Il est d’autant plus surprenant que ses produits les plus bizarres rencontrent un succès, comme ce fut le cas de ses mocassins, des chaussures allongées et ringardes. “À l’époque, on ne pouvait pas porter de vêtements de sport au club, explique Rose – pas de survêtements ni de baskets. « Il y a donc eu un moment où tous les garçons ont eu des mocassins Gucci ou Patrick Cox avec lesquels ils allaient en boîte.” Le style de l’époque était “très flamboyant”, défini par un état d’esprit qu’elle décrit comme “une certaine arrogance”. Regardez-moi avec mes grosses chaussures, j’ai beaucoup de fric et je me la pète. “C’était cette attitude légèrement odieuse qui me plaisait.” Elle a donc rendu les chaussures elles-mêmes odieuses : la silhouette extérieure s’étend sur trois centimètres de plus que l’endroit où l’emplacement des pieds se termine à l’intérieur de la chaussure. Des mocassins de clown, en somme, pour les enfants les plus cool de la planète.

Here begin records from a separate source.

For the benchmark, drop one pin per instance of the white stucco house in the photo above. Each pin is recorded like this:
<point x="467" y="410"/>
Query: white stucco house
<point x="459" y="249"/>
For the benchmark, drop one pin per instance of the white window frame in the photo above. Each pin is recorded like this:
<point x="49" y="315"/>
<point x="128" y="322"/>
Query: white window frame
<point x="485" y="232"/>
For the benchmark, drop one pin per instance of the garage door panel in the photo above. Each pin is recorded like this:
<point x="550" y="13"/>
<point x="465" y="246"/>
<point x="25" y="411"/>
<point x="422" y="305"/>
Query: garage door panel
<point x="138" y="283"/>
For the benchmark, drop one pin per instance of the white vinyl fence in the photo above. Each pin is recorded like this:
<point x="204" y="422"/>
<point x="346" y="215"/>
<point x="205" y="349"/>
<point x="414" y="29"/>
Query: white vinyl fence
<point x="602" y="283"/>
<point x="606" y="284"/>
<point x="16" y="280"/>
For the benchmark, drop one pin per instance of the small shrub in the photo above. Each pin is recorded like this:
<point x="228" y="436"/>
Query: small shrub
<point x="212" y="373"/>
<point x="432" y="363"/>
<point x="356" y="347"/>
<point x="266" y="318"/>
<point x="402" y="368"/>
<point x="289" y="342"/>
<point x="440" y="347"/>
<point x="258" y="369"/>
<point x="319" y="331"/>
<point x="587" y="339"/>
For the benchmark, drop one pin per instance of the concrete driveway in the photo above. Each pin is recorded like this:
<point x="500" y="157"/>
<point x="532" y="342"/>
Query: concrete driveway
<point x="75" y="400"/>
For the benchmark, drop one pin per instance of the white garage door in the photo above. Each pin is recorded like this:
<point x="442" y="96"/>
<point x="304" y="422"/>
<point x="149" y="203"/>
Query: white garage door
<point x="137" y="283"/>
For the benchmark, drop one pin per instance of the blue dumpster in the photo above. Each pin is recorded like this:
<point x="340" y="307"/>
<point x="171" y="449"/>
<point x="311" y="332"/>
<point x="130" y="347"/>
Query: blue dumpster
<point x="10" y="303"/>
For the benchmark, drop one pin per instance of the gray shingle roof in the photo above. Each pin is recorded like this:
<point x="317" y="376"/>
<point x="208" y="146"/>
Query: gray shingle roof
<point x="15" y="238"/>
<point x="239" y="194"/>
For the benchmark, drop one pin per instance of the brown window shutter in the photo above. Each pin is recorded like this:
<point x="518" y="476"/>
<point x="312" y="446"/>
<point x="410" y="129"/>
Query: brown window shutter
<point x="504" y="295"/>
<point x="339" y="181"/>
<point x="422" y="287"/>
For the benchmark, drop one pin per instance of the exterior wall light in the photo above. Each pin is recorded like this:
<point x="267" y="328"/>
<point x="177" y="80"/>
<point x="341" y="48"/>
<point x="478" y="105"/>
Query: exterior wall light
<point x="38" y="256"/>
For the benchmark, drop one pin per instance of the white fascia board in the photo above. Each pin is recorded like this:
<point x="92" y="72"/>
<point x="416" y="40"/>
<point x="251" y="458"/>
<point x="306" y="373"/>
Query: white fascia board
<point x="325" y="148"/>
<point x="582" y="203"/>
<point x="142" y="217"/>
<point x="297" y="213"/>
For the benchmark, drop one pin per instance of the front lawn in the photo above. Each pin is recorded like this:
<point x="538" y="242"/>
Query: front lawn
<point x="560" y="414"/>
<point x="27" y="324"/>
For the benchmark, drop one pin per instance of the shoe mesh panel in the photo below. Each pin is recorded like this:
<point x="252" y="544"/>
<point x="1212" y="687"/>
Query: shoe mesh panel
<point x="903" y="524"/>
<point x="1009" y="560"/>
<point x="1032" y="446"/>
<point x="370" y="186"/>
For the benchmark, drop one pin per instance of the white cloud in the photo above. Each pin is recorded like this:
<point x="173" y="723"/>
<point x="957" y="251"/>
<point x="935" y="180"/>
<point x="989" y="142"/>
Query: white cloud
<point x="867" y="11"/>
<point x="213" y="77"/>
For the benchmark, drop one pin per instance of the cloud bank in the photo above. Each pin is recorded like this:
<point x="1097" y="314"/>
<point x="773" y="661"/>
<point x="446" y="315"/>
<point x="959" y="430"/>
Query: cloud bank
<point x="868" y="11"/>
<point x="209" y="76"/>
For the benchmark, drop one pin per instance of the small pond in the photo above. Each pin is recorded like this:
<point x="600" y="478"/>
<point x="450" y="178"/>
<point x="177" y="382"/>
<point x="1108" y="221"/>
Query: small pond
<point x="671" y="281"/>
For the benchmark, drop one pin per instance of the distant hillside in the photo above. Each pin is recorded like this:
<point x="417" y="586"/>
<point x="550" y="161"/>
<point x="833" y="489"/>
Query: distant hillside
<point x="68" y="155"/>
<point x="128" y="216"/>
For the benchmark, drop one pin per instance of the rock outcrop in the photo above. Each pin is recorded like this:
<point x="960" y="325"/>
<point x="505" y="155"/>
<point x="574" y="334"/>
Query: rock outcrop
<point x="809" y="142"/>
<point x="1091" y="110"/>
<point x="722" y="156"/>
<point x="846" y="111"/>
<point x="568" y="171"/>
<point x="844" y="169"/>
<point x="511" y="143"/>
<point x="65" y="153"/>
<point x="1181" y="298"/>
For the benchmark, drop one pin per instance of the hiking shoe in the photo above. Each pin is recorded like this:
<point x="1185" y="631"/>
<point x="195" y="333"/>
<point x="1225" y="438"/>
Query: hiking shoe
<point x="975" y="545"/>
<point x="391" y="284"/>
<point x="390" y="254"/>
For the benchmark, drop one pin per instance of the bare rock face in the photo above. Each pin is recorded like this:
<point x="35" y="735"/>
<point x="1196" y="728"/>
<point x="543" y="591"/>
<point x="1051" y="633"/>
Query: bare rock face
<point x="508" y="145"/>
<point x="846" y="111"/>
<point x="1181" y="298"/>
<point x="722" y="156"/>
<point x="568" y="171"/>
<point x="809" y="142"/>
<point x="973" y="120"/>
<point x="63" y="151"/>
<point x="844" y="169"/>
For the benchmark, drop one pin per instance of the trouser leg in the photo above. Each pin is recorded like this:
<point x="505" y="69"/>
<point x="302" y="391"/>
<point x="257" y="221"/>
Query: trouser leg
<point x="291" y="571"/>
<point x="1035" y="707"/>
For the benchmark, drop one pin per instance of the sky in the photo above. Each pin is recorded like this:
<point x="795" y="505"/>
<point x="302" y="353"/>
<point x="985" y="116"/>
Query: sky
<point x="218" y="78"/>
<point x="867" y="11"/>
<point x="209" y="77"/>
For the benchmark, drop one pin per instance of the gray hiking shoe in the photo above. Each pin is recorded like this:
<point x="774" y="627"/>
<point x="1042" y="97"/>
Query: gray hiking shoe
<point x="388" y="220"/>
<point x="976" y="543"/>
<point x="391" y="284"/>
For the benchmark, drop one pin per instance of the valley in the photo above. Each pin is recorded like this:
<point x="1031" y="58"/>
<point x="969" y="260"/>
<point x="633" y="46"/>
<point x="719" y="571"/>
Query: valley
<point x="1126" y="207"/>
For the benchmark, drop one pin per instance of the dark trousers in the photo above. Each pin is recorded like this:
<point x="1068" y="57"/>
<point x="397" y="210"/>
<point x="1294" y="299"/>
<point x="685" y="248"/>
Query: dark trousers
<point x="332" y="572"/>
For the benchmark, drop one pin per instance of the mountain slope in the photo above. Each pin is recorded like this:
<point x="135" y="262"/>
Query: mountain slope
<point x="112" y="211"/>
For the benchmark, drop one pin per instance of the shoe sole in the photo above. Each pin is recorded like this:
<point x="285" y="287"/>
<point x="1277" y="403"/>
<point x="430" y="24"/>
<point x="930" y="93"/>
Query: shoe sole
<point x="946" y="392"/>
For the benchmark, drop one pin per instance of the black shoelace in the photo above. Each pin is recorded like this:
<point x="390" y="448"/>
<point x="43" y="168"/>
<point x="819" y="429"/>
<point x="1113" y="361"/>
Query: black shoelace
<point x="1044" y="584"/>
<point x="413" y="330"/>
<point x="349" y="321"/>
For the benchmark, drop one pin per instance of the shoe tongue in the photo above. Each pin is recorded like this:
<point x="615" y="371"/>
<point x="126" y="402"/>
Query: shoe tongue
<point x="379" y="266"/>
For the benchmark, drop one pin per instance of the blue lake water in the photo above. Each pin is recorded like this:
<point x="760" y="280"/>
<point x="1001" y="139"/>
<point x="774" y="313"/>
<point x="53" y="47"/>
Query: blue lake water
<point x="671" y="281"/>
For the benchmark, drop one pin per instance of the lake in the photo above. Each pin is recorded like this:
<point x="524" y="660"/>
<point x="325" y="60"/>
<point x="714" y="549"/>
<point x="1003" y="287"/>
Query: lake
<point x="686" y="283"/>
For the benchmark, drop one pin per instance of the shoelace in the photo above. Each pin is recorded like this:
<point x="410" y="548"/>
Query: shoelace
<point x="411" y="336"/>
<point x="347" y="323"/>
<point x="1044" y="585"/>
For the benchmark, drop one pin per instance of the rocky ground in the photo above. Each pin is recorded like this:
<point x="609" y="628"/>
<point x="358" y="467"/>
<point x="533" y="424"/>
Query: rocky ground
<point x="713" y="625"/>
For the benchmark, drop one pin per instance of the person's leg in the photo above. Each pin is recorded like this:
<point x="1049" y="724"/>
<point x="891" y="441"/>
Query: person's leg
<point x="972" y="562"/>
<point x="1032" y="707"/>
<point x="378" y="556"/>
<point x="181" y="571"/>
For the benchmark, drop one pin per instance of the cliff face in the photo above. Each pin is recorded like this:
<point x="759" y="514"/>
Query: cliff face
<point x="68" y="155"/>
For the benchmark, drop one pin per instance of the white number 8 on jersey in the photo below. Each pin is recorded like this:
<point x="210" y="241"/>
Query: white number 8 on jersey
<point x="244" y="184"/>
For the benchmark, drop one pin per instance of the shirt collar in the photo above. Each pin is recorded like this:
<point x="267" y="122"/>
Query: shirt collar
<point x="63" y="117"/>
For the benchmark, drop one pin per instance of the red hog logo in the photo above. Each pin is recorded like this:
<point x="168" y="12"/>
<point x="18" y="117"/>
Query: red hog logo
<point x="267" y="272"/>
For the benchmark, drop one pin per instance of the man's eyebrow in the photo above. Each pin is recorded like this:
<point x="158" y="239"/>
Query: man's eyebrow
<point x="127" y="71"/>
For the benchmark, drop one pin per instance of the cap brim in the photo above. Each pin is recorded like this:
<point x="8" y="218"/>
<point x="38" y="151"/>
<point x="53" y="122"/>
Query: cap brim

Il est surprenant de constater que Rose est devenue l’une des chouchous des célébrités. Et si un soutien fort de la part des stars peut impliquer une sorte de sentiment de rejet, avec Martine Rose c’est l’effet inverse. Ses vêtements donnent à celui qui les porte un air plus cool et lui confère un statut de connaisseur de mode. N’importe quelle célébrité peut porter du Supreme ou du Off-White, mais Martine Rose est un peu plus bizarre et nécessite un peu plus de confiance. Elle est populaire parmi un certain type de célébrités : Kourtney Kardashian et Hailey Bieber, deux des personnes qui s’habillent de la façon plus funky dans le monde des influenceurs-célébrités, aiment son travail, tout comme de vrais preneurs de risques comme Lil Uzi Vert, Bad Bunny et A$AP Rocky. La styliste de Hailey Bieber, Maeve Reilly, m’a dit que la star avait découvert la marque elle-même, alors qu’elle faisait ses courses dans le rayon hommes de H Lorenzo, à Los Angeles. Les vêtements de Martine Rose trouvent preneurs chez ceux qui recherche quelque chose de spécial, d’unique. 

Le défi, pour l’instant, réside dans la question de l’échelle : dans les efforts de Martine Rose pour collaborer avec des entreprises comme Nike et des musiciens de renommée mondiale comme Drake, tout en maintenant son intérêt et son attrait pour ses chers weirdos. “C’est une conversation constante que nous avons dans le studio : Comment faire quelque chose de grand qui a toujours la chaleur et la texture qui nous tient à coeur ? a-t-elle déclaré l’année dernière. C’est une conversation que nous continuerons à avoir, que nous devons continuer à avoir, parce que tant que nous en parlons, cela signifie que nous y tenons toujours et que nous ne sommes pas arriver au point de se dire ‘Ok, on s’en fiche, vendons juste des t-shirts’.” Mais comme il s’agit de Martine Rose, bien sûr, ces t-shirts sont susceptibles d’être de qualité. Comme on peut le lire sur un autre de ses t-shirts, qui calque le logo Durex : “Attendez-vous à la perfection.”